The ADB said the new investment will boost the flow of trade and travel while reducing transportation cost and time from Pakistan’s textile producing hub Faisalabad towards Multan, which is the major trade centre in southern Punjab.
The ADB and UK’s Department for International Development (DFID) have joined hands to assist Pakistan in improving the country’s vital north-south road network to promote economic growth, job creation and regional connectivity, according to an official handout issued by the local office of the Manila-based lending agency.
Acting head of the UK’s DFID Judith Herberston said UK’s partnership with ADB and the government of Pakistan will help improve road safety and enhance local and regional trade.
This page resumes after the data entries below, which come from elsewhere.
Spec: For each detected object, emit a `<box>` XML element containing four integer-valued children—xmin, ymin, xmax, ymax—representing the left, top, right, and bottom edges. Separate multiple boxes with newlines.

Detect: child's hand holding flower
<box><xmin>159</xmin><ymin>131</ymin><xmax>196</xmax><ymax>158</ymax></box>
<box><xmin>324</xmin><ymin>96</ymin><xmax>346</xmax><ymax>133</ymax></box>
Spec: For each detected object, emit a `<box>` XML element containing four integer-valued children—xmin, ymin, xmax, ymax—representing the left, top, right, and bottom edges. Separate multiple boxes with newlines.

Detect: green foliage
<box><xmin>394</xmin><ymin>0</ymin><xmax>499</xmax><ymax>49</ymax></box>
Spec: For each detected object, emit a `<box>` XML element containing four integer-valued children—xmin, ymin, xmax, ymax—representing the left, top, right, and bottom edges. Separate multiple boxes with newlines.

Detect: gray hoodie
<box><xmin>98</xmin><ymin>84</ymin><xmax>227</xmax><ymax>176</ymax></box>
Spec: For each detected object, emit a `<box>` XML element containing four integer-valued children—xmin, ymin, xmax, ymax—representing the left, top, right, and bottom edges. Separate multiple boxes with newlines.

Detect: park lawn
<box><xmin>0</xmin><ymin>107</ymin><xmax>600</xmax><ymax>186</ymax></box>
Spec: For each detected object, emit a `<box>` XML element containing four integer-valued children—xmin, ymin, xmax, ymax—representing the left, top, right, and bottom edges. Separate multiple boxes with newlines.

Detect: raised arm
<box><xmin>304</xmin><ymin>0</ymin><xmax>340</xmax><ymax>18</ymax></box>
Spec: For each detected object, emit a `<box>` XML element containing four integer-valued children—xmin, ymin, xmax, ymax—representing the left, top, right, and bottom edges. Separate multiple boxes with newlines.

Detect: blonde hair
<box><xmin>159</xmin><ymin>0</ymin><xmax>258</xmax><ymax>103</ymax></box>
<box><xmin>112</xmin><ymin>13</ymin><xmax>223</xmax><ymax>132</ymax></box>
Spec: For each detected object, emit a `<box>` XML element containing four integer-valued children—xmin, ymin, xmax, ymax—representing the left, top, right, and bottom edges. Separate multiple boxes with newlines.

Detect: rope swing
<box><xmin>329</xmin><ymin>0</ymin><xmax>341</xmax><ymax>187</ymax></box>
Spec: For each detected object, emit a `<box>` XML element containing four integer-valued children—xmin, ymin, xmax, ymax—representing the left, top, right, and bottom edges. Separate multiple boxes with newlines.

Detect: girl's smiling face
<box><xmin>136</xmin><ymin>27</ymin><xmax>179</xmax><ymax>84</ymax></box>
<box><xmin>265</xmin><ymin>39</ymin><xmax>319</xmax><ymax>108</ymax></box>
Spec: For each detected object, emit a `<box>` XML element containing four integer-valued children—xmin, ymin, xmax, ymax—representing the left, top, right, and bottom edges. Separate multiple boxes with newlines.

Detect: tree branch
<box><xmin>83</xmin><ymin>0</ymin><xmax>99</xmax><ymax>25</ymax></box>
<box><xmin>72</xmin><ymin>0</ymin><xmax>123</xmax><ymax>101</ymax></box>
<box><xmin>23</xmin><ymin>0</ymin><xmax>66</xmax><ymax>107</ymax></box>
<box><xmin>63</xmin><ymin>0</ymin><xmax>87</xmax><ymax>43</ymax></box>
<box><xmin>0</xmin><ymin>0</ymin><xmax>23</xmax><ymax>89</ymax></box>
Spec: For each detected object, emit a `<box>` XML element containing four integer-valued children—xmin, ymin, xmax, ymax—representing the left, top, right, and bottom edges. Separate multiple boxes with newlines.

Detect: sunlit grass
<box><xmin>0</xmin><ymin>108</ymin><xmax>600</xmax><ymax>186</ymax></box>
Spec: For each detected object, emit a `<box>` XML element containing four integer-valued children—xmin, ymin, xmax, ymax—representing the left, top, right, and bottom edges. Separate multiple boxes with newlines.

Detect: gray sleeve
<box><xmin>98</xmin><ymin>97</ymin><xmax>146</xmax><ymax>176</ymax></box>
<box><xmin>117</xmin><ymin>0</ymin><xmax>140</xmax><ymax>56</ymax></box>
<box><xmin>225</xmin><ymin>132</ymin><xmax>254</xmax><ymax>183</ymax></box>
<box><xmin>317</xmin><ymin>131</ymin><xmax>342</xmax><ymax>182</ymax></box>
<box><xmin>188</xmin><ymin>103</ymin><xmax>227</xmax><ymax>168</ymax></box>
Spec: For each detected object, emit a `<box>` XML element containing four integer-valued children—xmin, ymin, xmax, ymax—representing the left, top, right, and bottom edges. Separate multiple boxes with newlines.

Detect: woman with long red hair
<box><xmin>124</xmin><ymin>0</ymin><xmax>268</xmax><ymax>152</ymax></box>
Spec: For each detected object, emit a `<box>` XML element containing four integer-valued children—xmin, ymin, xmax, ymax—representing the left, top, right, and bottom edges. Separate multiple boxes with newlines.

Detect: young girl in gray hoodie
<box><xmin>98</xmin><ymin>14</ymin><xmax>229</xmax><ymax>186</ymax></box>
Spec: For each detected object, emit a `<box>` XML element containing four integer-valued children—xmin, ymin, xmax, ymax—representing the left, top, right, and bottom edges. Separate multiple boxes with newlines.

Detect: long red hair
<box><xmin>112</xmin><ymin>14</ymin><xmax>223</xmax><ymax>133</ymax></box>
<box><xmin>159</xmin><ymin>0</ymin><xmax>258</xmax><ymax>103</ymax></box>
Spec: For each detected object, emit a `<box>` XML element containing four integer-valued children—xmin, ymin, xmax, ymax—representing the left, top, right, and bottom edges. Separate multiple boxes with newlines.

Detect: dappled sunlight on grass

The M-4 is also a step towards positioning Pakistan to act as a transit artery for goods moving between the port city of Karachi in the south to Torkham on the northern border with Afghanistan through the country’s major business and population centres.
The 1,800-km route will also eventually link Pakistan’s ports with the land-locked regions of Central Asia, and will allow Pakistan to reap dividends of its active membership in the Central Asia Regional Economic Cooperation (CAREC) Programme, said the ADB.
The EAD secretary thanked ADB and DIFD for providing vital support to Pakistan, particularly for efficiency gain from road traffic operation along the National Transport Corridor. He assured Pakistan’s commitment to mobilise all-out efforts and scale up practices for improving and developing inter-provincial linkages to improve local connectivity.
Published in The Express Tribune, October 23rd, 2015.